If the deceased has named the surviving spouse as the beneficiary, investments are transferred to the spouse at the deceased's adjusted cost base. Alternately, the executor could elect out of this rollover, on a security-by-security basis, to pay tax on the capital gain in the deceased's final return. There are two choices:

1.  Have the gain included in the deceased's income and transfer the assets with an adjusted cost base equal to the fair market value of the securities at the date of death.

2.  Transfer the assets at the adjusted cost base attributable to the deceased at the time of death. There is no capital gain or loss in this case.

 The consequences of these alternatives are best explained by an example.

Assume the following:

          Many years ago the deceased purchased 100 shares at $10 per share for a total investment cost of $1,000; and

           At the time of death, the 100 shares have a fair market value of $200 per share for a total of $20,000

 Scenario 1

At the time of death, the executor elects to report a capital gain of $19,000 for the deceased and $9,500 is included in the deceased's income for the year of death. The surviving spouse inherits the shares at an adjusted cost base of $20,000 since the deceased has already paid the tax on the capital gain. If the surviving spouse disposes of the shares at a later date, a capital gain will be calculated as the difference between $20,000 and the disposal price less brokerage.

Scenario 2

The surviving spouse inherits the investment at the adjusted cost base of $1,000 even though the investment is worth $20,000 at the date of death. The spouse pays no tax until he or she sells the shares. If the shares are sold for $20,000 shortly after the date of death, the spouse records a $19,000 capital gain and pays income tax on $9,500. If the shares are sold for, say, $25,000, some years later, the spouse will realize a $24,000 capital gain and take $12,000 into taxable income.

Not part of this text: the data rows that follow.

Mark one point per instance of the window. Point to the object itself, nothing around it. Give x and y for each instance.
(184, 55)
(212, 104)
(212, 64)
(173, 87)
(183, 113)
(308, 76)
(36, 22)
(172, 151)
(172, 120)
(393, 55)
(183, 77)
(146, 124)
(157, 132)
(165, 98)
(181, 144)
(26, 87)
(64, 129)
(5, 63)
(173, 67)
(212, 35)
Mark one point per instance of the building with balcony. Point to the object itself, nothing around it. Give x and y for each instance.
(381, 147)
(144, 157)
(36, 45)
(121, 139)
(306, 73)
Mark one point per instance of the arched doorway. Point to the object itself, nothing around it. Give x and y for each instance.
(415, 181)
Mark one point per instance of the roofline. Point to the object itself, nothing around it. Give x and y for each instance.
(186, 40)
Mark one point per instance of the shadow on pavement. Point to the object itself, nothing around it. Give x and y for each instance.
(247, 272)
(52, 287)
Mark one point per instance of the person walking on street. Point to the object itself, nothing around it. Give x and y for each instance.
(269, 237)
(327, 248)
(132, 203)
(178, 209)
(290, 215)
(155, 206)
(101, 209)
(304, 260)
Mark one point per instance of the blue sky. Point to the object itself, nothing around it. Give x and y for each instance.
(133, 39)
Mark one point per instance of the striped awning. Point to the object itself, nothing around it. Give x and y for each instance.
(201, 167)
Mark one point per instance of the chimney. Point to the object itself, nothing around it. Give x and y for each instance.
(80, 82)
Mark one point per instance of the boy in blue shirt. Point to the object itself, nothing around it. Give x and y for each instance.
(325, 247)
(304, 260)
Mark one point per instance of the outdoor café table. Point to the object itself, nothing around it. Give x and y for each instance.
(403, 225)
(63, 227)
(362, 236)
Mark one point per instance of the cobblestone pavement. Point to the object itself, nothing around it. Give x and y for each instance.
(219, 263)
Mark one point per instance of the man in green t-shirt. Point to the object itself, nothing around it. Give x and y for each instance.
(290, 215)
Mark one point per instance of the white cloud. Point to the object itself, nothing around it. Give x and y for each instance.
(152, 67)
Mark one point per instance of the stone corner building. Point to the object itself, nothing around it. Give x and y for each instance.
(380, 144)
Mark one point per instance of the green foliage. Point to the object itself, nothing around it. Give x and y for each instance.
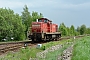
(28, 18)
(81, 49)
(10, 25)
(82, 29)
(72, 30)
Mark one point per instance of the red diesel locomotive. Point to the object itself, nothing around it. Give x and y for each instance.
(44, 29)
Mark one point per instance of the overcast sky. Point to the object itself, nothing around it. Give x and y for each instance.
(71, 12)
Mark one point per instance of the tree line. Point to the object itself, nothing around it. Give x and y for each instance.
(72, 31)
(14, 26)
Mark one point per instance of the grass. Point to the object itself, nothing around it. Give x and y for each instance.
(25, 54)
(82, 49)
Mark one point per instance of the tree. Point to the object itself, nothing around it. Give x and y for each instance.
(72, 30)
(10, 25)
(26, 18)
(63, 29)
(82, 29)
(88, 30)
(35, 16)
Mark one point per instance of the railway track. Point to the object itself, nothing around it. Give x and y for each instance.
(11, 46)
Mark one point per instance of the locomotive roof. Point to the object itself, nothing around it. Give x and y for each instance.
(45, 19)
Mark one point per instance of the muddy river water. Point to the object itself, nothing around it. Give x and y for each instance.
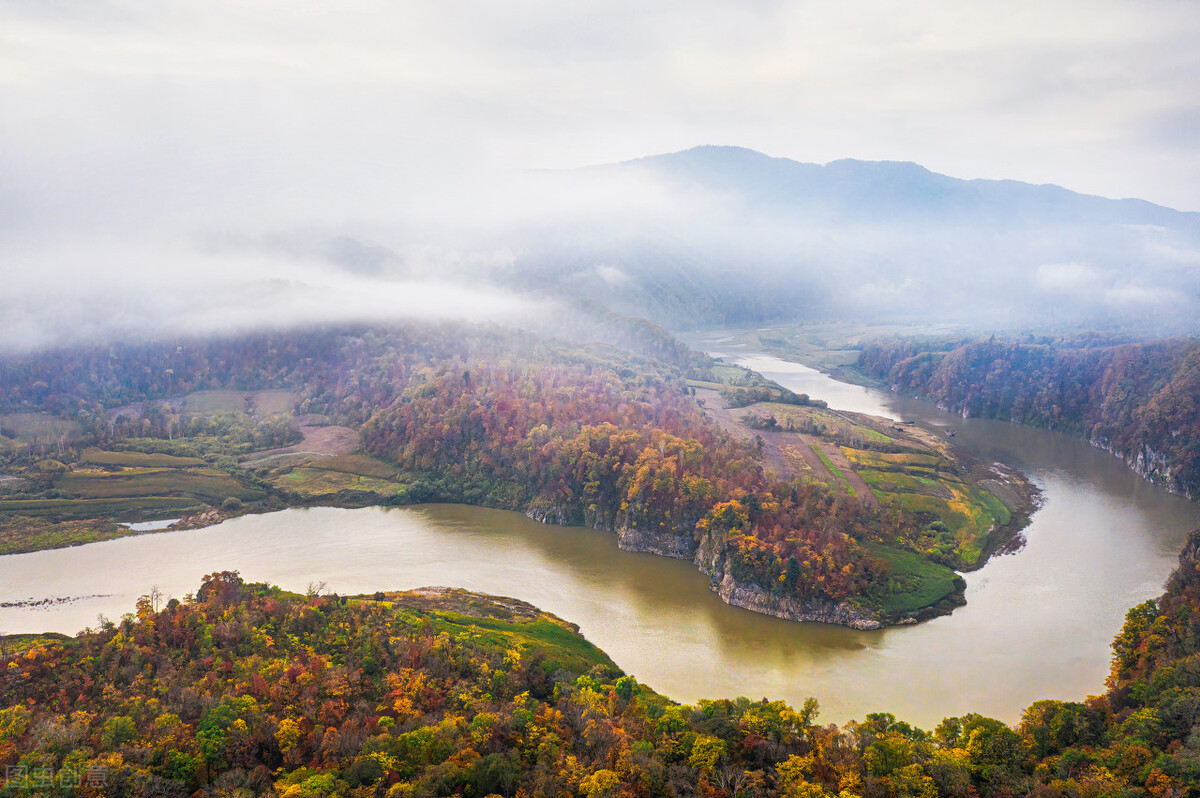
(1038, 623)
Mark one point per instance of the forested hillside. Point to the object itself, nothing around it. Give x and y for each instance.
(246, 690)
(1141, 401)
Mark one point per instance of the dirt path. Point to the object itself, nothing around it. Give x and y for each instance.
(318, 442)
(786, 455)
(865, 495)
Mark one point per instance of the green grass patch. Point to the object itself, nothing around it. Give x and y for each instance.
(22, 534)
(315, 481)
(505, 624)
(209, 485)
(913, 581)
(18, 643)
(268, 402)
(359, 465)
(893, 461)
(37, 427)
(822, 421)
(138, 460)
(904, 483)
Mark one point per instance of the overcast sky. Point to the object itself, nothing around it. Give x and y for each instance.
(118, 99)
(137, 121)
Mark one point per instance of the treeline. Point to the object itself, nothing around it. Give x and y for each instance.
(247, 690)
(1141, 401)
(591, 438)
(587, 435)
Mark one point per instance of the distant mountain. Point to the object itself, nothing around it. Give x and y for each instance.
(753, 238)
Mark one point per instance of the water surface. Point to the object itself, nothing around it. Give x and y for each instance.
(1037, 625)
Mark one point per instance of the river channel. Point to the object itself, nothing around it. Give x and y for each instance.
(1038, 623)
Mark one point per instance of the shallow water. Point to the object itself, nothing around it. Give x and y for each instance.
(1037, 625)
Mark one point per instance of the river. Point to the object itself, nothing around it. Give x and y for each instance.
(1037, 625)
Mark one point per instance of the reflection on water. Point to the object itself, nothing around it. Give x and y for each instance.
(1038, 623)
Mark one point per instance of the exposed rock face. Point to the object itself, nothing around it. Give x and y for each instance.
(1150, 465)
(751, 597)
(664, 544)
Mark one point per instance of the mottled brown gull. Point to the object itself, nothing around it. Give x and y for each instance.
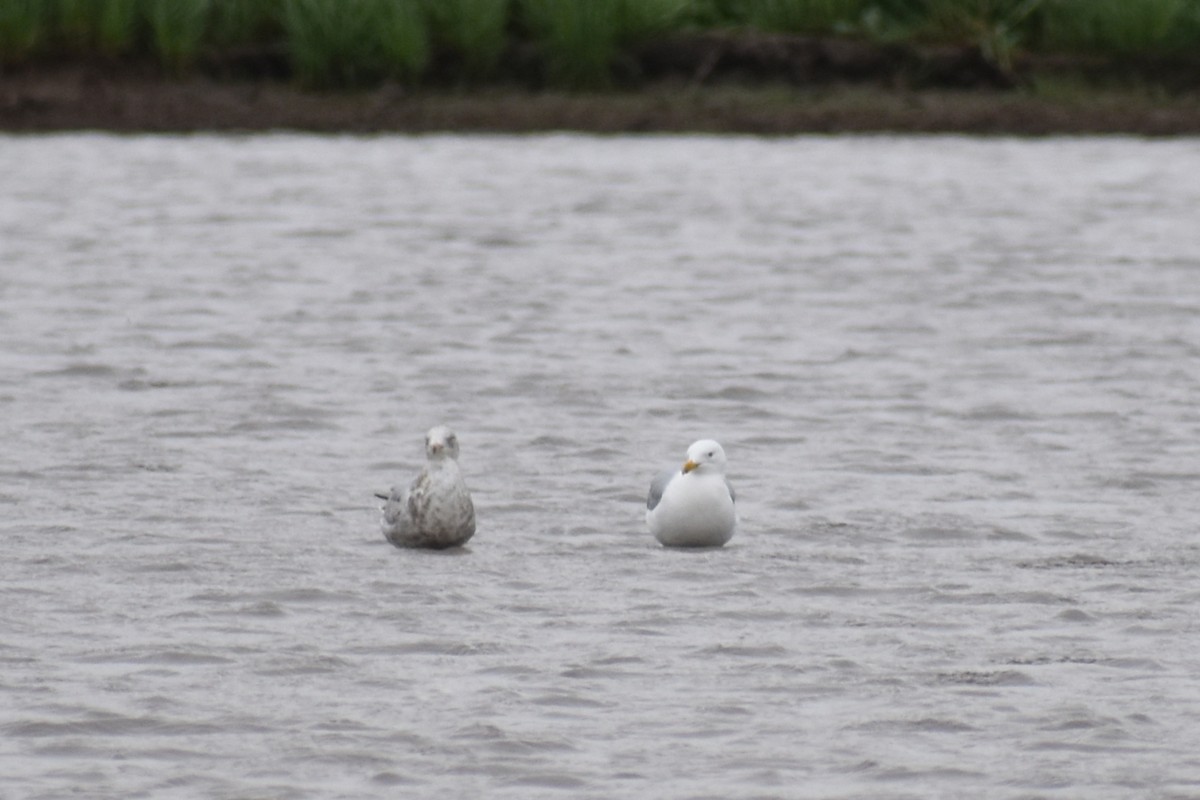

Capital losses occur when the deemed or actual disposal price is below the adjusted cost base. Tax treatment of losses will vary depending on the marginal tax rates and other factors of both the deceased and the surviving spouse.

 The Bottom Line: Be Prepared

People of all ages find it hard to contemplate their own death and its consequences. As a result, when death occurs, survivors are often left unprepared for the effects of taxes on themselves or on the deceased. Reviewing your personal financial position, planning your estate and discussing your options with your chartered accountant is a positive step toward eliminating unpleasant surprises for your loved ones as they face one of the most distressing events of their lives - your death.